ROE (Rich Open multitrack media Exposition) is a way of describing the relationships between tracks of media in a stream. It is used to group tracks which have similar purpose and to identify alternatives.
One use of ROE is to author a multi-track audio-visual stream from multiple input files. In this document, we present a description of how to use ROE to author multi-track Ogg files.
Another use of ROE is in a Web client-server scenario. The Web server uses ROE as a means of representing the different tracks that are available for a multi-track Web resource. A Web client may not require all available tracks to present the resource to the user. It may decide to request the ROE representation first and then request only a subset of tracks from the server, e.g. only the English soundtrack. Or it may directly request particular tracks only. The server will use the request from the client to dynamically compose a multi-track stream with the requested tracks and mandatory tracks and serve this to satisfy the resource request.
The ROE model
Here we describe two representations of ROE: that of ROE XML, and that of ROE in Ogg Skeleton. Each representation is capable of entirely encoding the relationships of the ROE model, such that it is possible to losslessly convert between them.
ROE XML is a hierarchical serialization of the ROE model for a particular stream.

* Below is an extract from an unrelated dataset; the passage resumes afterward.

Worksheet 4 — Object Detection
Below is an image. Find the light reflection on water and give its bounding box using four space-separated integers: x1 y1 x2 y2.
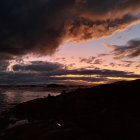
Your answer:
0 90 60 112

Representation in Skeleton
When the relationships described by ROE are written into an Ogg stream, they are encoded using the message header fields of Ogg Skeleton fisbones for each track. One of the primary design goals for fisbone headers is to minimize the need for global information to be stored in a stream. Each track's fisbone contains headers describing only itself and its relationship to other tracks in the stream. This allows tracks to be inserted or removed at the Ogg level without needing to modify any data in individual headers.
Relationships between tracks are given by the following headers:
Provides introduces a virtual label such as "commentary", which this track provides. Many tracks may provide the same such label, and as long as one is present then a dependency on that label can be satisfied.
This declares that it is not valid to include this track in a stream unless the track it depends on is present. An example use of this might be the generic captioning of sound effects for the deaf, which may not make sense unless the captioning of speech (in an appropriate language) is also rendered. Depends refers to either a virtual label provided by another track, or an explicit track ID.
When removing a track from a file, any other tracks dependent on it must also be removed.
Recommends refers to either a virtual label provided by another track, or an explicit track ID.
Suggests refers to either a virtual label provided by another track, or an explicit track ID.
Conflicts refers to either a virtual label provided by another track, or an explicit track ID.